The usurper gestured, and suddenly thralls swarmed about the table, lading everyone’s trancheons until they were piled high with venison, fish, bread, and more braised vegetables than Reki could count. She offered a thin-lipped smile to her hosts and their thralls, but did not stint on filling her belly. There was more food, she thought, than all the crew of the Vidofnir could have eaten at one sitting, and she wondered whose idea that was.
Ulfr, once they had all finished their first cup, smiled a little more loosely, as though he thought himself safe enough to speak now. “I understand you may bear some loyalty to your respective Captains, but it really is hopeless you know.”
Eydri smirked. “Oh?
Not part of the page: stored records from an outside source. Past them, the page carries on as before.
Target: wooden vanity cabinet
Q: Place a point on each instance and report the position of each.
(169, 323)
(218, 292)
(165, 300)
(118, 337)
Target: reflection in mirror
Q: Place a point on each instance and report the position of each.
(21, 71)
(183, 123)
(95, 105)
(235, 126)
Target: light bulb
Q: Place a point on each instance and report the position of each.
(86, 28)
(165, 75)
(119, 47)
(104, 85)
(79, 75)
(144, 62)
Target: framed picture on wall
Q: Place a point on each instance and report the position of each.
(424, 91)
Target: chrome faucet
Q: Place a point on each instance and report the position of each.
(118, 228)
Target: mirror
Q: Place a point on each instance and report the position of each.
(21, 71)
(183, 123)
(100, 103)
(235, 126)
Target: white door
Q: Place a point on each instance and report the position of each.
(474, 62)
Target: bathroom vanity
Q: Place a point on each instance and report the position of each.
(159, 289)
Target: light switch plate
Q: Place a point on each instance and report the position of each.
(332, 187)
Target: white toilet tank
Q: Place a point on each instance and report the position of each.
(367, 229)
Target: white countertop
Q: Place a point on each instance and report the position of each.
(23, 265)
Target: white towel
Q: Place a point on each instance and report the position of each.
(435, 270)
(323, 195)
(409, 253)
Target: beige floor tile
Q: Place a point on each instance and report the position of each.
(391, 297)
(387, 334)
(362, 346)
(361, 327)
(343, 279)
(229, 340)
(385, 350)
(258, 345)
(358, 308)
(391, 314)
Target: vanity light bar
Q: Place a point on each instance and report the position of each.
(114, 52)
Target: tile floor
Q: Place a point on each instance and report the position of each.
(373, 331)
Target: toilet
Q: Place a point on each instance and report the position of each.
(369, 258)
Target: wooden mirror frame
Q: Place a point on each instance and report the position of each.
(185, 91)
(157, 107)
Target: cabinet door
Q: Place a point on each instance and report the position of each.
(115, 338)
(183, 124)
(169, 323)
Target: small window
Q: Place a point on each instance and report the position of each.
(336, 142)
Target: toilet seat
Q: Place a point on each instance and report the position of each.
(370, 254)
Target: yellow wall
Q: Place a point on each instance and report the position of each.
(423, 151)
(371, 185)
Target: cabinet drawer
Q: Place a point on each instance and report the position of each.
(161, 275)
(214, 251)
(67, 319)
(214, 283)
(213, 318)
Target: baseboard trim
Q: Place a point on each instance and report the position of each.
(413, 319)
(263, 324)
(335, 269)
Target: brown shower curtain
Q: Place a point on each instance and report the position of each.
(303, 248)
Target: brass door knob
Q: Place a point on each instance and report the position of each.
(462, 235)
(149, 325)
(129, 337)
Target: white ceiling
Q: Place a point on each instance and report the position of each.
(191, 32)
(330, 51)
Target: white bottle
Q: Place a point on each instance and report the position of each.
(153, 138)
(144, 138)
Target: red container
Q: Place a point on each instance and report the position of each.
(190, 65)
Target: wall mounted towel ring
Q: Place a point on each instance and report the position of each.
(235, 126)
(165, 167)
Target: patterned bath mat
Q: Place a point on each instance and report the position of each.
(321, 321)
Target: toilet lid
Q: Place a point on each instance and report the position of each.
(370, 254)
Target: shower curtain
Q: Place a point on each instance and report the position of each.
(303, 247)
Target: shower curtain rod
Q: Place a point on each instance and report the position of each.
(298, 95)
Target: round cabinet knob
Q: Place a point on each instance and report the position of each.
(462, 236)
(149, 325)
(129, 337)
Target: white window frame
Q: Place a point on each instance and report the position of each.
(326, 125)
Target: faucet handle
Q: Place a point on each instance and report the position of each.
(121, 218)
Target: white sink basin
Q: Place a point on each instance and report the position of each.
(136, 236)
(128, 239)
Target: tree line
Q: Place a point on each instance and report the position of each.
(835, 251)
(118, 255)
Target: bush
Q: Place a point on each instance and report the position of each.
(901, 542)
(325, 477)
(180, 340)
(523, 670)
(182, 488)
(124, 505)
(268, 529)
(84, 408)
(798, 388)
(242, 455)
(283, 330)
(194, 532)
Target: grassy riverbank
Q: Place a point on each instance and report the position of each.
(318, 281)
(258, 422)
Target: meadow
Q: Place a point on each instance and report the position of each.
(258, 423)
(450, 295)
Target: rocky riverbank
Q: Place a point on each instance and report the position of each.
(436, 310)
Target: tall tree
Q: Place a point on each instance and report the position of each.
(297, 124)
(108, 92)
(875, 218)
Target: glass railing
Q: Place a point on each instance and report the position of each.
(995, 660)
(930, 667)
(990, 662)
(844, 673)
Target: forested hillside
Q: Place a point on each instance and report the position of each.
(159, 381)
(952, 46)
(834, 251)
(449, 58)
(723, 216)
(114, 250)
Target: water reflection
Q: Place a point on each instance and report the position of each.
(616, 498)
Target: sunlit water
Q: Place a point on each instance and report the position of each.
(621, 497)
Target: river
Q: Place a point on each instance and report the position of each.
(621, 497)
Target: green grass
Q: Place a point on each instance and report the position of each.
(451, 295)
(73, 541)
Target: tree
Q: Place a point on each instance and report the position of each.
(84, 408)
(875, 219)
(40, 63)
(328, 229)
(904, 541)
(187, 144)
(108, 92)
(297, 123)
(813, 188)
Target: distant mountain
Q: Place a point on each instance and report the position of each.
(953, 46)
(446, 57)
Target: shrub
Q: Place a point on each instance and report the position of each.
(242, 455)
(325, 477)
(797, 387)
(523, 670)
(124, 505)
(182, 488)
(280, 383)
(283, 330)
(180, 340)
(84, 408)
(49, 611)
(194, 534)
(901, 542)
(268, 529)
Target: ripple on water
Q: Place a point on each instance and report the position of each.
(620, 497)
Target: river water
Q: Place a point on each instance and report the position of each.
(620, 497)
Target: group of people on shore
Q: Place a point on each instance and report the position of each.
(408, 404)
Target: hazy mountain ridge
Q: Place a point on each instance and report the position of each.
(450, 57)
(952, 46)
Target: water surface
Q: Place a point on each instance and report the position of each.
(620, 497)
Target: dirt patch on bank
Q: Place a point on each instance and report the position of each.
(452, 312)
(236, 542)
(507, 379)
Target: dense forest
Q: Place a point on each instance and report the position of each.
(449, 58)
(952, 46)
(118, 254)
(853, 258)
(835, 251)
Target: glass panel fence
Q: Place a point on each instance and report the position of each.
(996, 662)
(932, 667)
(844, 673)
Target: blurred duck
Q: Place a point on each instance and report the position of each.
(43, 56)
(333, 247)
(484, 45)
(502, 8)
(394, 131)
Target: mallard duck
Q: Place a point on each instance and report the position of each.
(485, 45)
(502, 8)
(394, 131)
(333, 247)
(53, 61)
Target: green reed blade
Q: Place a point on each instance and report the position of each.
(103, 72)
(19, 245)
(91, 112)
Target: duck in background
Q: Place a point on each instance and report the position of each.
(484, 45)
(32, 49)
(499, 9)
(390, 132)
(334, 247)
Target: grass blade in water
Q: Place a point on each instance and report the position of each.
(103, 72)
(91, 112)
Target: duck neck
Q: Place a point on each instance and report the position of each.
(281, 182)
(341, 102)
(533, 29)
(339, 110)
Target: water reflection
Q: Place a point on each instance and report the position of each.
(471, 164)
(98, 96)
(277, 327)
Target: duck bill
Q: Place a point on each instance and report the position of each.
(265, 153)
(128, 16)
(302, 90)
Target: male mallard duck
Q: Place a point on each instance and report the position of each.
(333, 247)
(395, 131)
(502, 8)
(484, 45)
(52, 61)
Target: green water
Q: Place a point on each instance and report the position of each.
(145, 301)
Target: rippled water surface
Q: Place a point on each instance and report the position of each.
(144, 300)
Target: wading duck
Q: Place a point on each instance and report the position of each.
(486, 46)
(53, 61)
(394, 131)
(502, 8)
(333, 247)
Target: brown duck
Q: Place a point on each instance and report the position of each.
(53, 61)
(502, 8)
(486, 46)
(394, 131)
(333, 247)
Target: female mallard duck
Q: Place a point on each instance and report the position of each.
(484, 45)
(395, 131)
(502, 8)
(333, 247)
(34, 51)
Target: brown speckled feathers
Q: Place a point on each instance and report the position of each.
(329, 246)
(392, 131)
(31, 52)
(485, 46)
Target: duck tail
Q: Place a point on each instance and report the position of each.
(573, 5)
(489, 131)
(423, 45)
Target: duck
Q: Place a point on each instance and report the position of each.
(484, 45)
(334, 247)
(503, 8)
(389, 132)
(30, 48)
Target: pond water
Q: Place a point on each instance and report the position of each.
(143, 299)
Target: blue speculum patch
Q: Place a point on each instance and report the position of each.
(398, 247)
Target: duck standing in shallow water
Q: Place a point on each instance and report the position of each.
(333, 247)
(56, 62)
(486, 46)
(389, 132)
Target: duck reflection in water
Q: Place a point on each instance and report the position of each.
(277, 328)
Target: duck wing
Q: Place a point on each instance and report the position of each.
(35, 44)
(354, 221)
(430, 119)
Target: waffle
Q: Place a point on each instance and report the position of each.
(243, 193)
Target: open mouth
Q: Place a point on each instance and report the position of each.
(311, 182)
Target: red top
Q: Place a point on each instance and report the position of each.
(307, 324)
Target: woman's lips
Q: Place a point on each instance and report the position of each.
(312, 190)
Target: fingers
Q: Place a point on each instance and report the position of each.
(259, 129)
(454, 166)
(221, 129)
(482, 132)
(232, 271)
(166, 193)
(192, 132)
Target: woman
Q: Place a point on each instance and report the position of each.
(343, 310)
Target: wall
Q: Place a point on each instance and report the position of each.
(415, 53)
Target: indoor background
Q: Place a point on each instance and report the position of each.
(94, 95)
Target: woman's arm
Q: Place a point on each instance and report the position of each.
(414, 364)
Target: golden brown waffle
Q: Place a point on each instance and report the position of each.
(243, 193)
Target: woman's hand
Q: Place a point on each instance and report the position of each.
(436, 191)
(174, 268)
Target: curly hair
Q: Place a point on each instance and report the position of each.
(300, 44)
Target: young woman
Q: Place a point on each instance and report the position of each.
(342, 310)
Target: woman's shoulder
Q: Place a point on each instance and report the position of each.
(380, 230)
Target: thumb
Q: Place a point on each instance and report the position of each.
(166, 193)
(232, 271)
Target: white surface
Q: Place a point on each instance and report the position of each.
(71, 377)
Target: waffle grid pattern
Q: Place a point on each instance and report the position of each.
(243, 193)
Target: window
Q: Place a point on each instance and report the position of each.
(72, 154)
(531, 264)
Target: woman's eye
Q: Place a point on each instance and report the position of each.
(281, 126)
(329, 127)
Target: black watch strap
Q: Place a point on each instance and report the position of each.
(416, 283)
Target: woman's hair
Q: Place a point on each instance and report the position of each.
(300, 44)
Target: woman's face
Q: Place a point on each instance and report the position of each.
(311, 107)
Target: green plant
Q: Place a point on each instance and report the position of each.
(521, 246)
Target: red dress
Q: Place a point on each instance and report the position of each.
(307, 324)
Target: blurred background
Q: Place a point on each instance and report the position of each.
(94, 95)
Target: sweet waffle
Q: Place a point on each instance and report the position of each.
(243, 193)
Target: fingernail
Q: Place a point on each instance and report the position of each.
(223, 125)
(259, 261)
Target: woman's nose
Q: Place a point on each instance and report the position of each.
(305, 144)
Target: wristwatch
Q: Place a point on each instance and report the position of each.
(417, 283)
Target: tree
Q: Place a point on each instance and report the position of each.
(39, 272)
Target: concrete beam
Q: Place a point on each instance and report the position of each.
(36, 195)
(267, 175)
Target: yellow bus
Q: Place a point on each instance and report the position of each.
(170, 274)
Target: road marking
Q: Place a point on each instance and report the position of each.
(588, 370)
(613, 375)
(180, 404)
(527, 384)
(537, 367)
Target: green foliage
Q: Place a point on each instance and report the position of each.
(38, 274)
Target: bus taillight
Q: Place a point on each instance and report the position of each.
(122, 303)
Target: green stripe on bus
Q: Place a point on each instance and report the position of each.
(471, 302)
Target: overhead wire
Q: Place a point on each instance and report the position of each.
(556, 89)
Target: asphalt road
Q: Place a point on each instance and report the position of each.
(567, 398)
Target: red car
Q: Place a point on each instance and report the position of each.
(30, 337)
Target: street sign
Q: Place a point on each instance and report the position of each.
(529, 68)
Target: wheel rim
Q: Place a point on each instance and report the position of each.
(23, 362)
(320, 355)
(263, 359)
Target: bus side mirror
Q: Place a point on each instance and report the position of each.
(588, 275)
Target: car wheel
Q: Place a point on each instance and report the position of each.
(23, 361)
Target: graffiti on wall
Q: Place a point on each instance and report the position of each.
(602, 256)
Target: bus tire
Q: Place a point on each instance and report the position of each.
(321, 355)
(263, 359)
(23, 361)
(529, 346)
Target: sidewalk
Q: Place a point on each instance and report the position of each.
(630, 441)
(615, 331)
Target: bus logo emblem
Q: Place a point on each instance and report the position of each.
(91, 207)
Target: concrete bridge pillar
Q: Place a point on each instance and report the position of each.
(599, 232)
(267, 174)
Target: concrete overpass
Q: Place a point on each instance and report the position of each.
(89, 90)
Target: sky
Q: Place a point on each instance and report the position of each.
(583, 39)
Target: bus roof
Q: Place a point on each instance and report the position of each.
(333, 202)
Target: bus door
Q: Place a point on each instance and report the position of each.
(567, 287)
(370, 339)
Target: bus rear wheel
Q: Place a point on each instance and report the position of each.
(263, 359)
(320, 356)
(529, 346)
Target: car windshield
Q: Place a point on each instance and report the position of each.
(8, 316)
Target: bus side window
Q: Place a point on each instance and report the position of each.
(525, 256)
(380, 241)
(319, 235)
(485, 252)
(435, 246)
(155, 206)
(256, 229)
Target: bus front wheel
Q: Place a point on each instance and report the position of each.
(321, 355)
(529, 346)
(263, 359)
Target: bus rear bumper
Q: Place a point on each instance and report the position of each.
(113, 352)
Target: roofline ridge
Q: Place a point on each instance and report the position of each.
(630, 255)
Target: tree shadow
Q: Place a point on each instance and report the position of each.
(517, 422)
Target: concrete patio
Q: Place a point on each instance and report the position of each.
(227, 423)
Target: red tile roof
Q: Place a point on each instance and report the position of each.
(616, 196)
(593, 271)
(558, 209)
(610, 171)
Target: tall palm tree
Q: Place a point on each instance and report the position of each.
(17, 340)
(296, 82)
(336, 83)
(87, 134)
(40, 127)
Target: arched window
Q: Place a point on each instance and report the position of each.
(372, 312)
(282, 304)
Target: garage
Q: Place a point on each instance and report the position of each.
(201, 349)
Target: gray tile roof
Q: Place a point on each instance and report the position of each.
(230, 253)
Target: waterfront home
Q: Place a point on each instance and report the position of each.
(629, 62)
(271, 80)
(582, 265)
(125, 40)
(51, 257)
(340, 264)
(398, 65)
Are the vagabonds, who spend all their seasons out raiding and fighting, really so much weaker than your little navy, kept at home every season just in case your half-brother decides to try for your throne?”
“Not at all.” A grin split Ulfr’s face. There was nothing at all pleasant about it. “It’s just that my victory is certain. I cannot lose.”
“There is no-one in this world whose victory is certain – not ever,” Aema snapped. “The Norns will not allow it.”
“But what, then, of Oracles? Do they not foretell the future? And should they foretell victory, is that not certain?”
“I think you will find,” Reki purred. “That Oracles very rarely speak of victories and defeats.” Certainly the one on Attilsund, according to Lord Stigander, had shown the results of battle only incidentally.
“But Oracles, I’m sure you know, have sworn a very particular oath. Most weavers are under no such compunction.”
Reki’s white eyebrows rose. “I’m surprised you know so much about the Oracles.”
Ulfr scoffed. “Please. Mother went through her apprenticeship, as all proper Weavers must. The Elven Oracles are famously extreme.”
“If your lady Mother went through her proper apprenticeship, then she must be intimately familiar with the ways of the Norns and of fate…” Svana ventured.
Good. Get the old woman talking. Reki inhaled and tried not to hold her breath, waiting for Urdr to finally speak.
“Aye,” the old woman croaked, then returned to eating in silence. Reki saw her disappointment mirrored in the faces of those around her.
“Mother.” Ulfr’s voice was half-scolding, half-pleading. “What’s the harm in sharing? They, too, are enchantresses.”
“Their Art is different,” Urdr croaked.
“The mysteries of Song and the mysteries of Cloth are two separate things. You cannot enchant a rug by singing at it, just as you cannot strengthen a man by Weaving at him,” Runa answered – and not by rote, Reki was pleased to hear. The girl had been learning, after all.
“Bah! Fine, then,” Ulfr said, throwing up a hand. “Well then I’ll tell you -”
“You shall not!” Urdr shot to her feet, and it was as though lightning shot from her eyes at her son. “Speak no more, idiot boy, and allow us to enjoy our meal in peace.”
Ulfr, cowed, shrank back into his throne. “Yes, mother.”
Tcheh. Too bad, that. Ulfr had been looking for a chance to boast, and probably hadn’t really cared that the women at table with him were his enemies. It was even possible he didn’t think they were a threat, despite being enemies. Some men were stupid that way, and it began to look as though Ulfr were one of them.
Afterwards, they ate in silence for some time. “Lady Urdr,” Bea ventured at one point, but was silenced by a look even deadlier than the one she had given her son. She would be a formiddable opponent.
Reki hid a vulpine grin behind the rim of her mug. This was going to be fun.